Dans le premier volet de cet article en trois parties, nous avons cherché à comprendre comment aborder l'aspect le plus évident de toute « conversation difficile » : la pointe de l'iceberg, à savoir la question « Que s’est-il passé ? »

Dans cette deuxième partie, nous retrouvons Peter, Jenny et Andrzej se préparant à affronter une conversation qu’ils redoutent.

Dans leur cas, comme dans toute conversation difficile, les sentiments sont au cœur du problème et le principal enjeu.

Peter ressent de la colère depuis que Michael a commencé à le critiquer ouvertement.

Jenny se sent irritée de devoir continuer à supporter le comportement inacceptable de Mona.

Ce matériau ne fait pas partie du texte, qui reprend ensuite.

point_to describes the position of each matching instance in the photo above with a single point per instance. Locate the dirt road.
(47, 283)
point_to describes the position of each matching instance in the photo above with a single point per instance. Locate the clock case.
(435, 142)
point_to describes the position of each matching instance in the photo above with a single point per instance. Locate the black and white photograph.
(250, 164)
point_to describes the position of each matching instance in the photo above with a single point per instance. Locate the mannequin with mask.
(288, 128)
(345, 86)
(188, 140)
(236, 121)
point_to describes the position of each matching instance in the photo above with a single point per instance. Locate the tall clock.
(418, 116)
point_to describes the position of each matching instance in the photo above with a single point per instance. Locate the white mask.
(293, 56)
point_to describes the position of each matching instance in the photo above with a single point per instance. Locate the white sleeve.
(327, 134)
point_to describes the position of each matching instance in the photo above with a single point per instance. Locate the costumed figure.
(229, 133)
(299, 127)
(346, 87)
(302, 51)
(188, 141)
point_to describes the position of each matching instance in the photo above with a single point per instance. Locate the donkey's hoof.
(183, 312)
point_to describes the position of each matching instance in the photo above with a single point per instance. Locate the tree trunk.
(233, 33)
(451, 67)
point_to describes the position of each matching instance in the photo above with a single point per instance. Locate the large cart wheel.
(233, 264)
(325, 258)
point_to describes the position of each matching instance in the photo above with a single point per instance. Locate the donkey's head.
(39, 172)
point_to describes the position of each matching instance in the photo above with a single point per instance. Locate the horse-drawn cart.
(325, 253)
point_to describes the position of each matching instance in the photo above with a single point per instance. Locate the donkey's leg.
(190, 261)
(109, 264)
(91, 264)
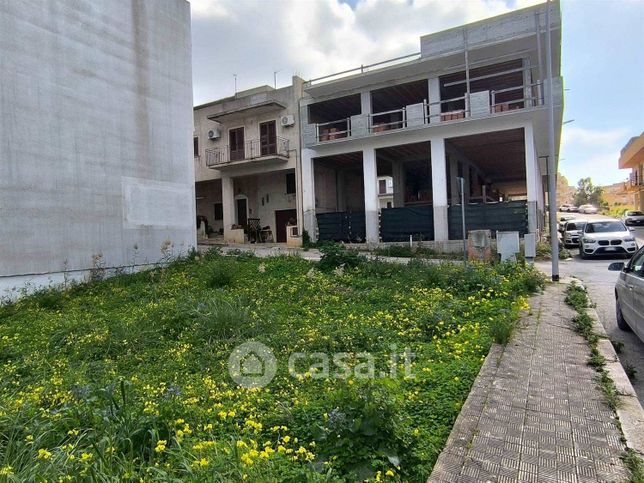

Andrzej est inquiet parce que son directeur de thèse, Tom, ne répond pas à sa demande pour davantage d’implication et de retours d'information.

Pour la plupart d'entre nous, il est difficile d’exprimer ses sentiments, mais ce n’est pas en les ignorant que nous arriverons à résoudre les problèmes auxquels nous sommes confrontés ; en effet, ces sentiments referont surface tôt ou tard et créeront d'autres problèmes. Puisque les sentiments sont au cœur du problème, il faut les aborder. 

Premier piège à éviter au moment d’exprimer ses sentiments : porter un jugement ou faire des suppositions. Il est facile de se rendre compte qu’une personne est tombée dans ce piège lorsqu’elle dit : « J'ai le sentiment que... ». Elle exprime alors probablement moins un sentiment qu’une accusation, ce qui n'aidera pas la conversation.

Lorsque Peter dit : « J'ai le sentiment que tu essaies de m'isoler du reste de l'équipe », il n'exprime pas son ressenti ; il fait simplement une supposition sur la raison qui conduit Michael à se comporter de la sorte.

Lorsque Jenny dit : « J'ai le sentiment que tu mets en doute les compétences de tes collègues », elle part du principe que c'est là l'intention de Mona.

De même, lorsque Andrzej dit : « J'ai le sentiment que mon travail ne compte pas pour toi », il présume que Tom ne s'intéresse pas à sa thèse ; il porte également un jugement sur Tom, sous-entendant qu’il n'est pas un bon superviseur.

Si, au lieu d’émettre des jugements et des suppositions, vous pouviez exprimer vos véritables sentiments, personne ne pourrait les contester ou y objecter parce que vos sentiments vous appartiennent.

Exprimer ses sentiments lors d’une conversation difficile est une étape essentielle, qui est loin d’être facile ; il faut procéder avec prudence et honnêteté.

Très souvent, nous nous focalisons sur un seul sentiment, comme la colère, la déception ou le dégoût ; il est toutefois très important de considérer l’ensemble des sentiments que nous éprouvons avant de les exprimer. Éprouvons-nous uniquement de la colère ou avons-nous également le sentiment d’être dépassés ? Sommes-nous simplement déçus ou éprouvons-nous aussi de l’inquiétude ? Sommes-nous seulement dégoûtés ou sommes-nous aussi totalement découragés par une situation conflictuelle au travail ?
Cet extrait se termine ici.